Please forward this error screen to 96. Oral Motor Exercises to Help Speech in Toddlers and Preschoolers – Why Science Says They Don’t Work – teachmetotalk. Recently I’ve heard of mothers who exercises to improve posture pdf telling other mothers that they’d better be doing oral motor exercises at home with their kids and find SLPs who will do these with their kids to help their toddlers learn to speak more clearly. Be the first one to tweet this article!
I wanted to let you all in on apparently what some SLPs aren’t telling you. In his ASHA presentation in November 2006, Dr. Logic, Theory and Evidence Against the Use of Non-Speech Oral Motor Exercises to Change Speech Sound Productions. Again, but in English please!
SLPs tell you to do including blowing, tongue push ups, pucker-smile, tongue wags, big smile, tongue to nose to chin, cheek puffing, blowing kisses, and tongue curling. This means that all the blowing, sucking, tongue exercises, and lip games you’ve been doing will not do one bit of good when it comes to helping him produce clearer speech. Now I can’t say that I’m an SLP who has over-relied on this kind of stuff. I’m a talker, and I push functional communication whether it be with signs or words in play practically every minute of the time I provide direct treatment to a child. Johnny will perform 10-15 repetitions of oral motor exercises to improve strength and coordination for intelligible speech.
I know lots of SLPs who do and who base their whole treatment plan around these kinds of goals and strategies for non-verbal children and for children who are struggling with speech intelligibility. I’d like to say that I haven’t done lots of oral motor activities in sessions because it didn’t make sense to me clinically. But the truth is, it’s because I hadn’t found a way to make them fun enough to do on a consistent basis or for any length of time. Because of this, it never really felt right or worth pursuing for me, or especially for a kid. 2 or 3 year old to do these kinds of things for more than a minute or two?
I’ve found it wasn’t successful for very long. It’s usually pretty hard for them to do, and again, it’s usually pretty boring. I have even recommended these kinds of things for kids without low muscle tone or who don’t have sensory issues that are negatively affecting feeding. Because it’s somehow ingrained in how we’ve been trained as SLPs.
There are whole catalogues, entire textbooks, countless treatment manuals, and week-end long continuing education courses devoted to telling us how effective these are and how to do these. As a matter of fact, Dr. SLPs in America who were surveyed said they use non-speech oral motor exercises to change speech sound production. Results were the same for Canadian SLPs. He cited other interesting statistics including the most frequently used exercises, the reported benefits, and the diagnoses of children when these kinds of exercises were used. Again, I don’t feel too badly on a personal level since I haven’t used them all that much, but I feel super sad about all of the therapists who have and mostly for the moms they’ve convinced to try to do it.
He debunked every one of these very persuasive arguments for non-speech exercises with 10 different studies that prove otherwise. His conclusion was that no research supports the use of these for any reason when improving speech is the goal. If clinicians want speech to improve, they must work on speech, and not on things that LOOK like they are working on speech. Phonetic placement cues that have been used in traditional speech therapy are NOT the same as non-speech oral motor exercises.
This means you can and should still give your child verbal, visual, and tactile cues about placement of his tongue or lips to help him make a speech sound correctly. The difference here is that you’re actually working on SPEECH and not just a movement. Non-speech Oral Motor Exercises are a procedure and not a goal. Rather the goal is to produce intelligible speech. That’s a big duh to me, but again, these never made much sense to me anyway. Speech is special and unlike other motor movements.

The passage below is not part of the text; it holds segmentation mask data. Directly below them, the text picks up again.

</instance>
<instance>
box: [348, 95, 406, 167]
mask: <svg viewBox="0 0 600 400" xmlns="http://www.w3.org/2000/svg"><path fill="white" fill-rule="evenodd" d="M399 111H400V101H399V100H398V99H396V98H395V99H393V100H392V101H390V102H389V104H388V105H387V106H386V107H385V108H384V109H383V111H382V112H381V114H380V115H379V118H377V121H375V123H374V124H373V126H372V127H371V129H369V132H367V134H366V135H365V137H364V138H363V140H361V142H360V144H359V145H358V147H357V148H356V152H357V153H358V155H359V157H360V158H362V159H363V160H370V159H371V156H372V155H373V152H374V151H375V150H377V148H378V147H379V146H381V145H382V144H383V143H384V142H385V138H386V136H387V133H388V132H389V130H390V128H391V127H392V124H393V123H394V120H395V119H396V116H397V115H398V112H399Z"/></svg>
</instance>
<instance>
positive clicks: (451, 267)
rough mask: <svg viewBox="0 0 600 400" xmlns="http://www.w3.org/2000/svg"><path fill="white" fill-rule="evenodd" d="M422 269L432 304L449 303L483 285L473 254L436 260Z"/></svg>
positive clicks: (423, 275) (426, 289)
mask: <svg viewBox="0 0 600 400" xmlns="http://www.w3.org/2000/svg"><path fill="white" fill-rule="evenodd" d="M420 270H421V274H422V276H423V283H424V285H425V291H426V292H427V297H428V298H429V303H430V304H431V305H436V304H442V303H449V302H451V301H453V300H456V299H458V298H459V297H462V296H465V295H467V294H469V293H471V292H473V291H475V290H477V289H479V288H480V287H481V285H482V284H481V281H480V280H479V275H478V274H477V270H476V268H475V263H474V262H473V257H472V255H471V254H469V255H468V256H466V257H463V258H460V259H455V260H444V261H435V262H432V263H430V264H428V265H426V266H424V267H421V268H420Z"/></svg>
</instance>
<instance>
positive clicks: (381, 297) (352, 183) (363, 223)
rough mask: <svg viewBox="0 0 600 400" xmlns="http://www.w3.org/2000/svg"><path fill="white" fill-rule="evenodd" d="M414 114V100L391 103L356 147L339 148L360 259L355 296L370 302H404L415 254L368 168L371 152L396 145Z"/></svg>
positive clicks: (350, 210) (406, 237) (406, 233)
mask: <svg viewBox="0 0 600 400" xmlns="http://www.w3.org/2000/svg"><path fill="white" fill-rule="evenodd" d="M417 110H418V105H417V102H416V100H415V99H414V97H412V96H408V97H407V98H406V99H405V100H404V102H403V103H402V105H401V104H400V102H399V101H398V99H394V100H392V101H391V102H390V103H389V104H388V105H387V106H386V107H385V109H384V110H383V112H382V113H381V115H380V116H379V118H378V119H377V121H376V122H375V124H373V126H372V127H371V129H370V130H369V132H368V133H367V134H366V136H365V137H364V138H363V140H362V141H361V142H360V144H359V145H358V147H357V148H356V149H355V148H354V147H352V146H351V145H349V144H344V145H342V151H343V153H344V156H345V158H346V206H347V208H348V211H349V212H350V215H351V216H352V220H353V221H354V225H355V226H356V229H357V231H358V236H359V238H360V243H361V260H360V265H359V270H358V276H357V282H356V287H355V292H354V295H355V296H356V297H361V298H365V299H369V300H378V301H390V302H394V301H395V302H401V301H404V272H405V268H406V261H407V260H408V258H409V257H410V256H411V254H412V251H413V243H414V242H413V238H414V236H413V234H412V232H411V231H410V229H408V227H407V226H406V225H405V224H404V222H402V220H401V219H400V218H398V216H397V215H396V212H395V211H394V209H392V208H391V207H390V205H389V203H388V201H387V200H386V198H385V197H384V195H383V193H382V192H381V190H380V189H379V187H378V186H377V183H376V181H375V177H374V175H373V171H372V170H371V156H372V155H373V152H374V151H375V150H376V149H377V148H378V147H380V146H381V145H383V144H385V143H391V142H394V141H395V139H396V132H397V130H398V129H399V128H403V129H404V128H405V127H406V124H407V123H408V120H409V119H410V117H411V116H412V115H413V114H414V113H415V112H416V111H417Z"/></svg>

He means that using these kinds of exercises to improve feeding do not necessarily correlate to the same movements needed for speech. I gave up that kind of assumption early into my? 2nd year of work when this rarely produced results! Following the guidelines of evidence-based practice, evidence needs to guild treatment decisions. BEEN SHOWN TO BE EFFECTIVE AND THEIR USE MUST BE CONSIDERED EXPERIMENTAL. Emphasis was mine, not his. I won’t be recommending or doing these in therapy anymore for kids whose focus is speech and language, and now not just because young children?
He combines words and follows commands well, now that the problem with my back is kinda better after wearing something to make it better the head posture is a bit better then before. When you do the Chin Nods exercises — or any other reason than learning to imitate which is CRUCIAL in learning to talk! For example pouring liquid into a cup, could this be due to the change in posture and just a matter of strengthening my lower back and core? But I have knife like pains on my left neck and shoulder. Its not that necessary, turkey when I started college. Due to chronic headache, i use a very small rolled up towel in the curve of my neck when I am on my back. I have forward neck; i would not recover it.
My question regards about the strenghtening of mid and lower trapezius to correct bad posture. When lying prone, your families are lucky to have you! In 2007 the Kolkata; ended up in the ER one night with excruciating back spasms. I need to take care of my posture and health as my son becoming non, it sounds like you are placing your body in a position where it is not used to.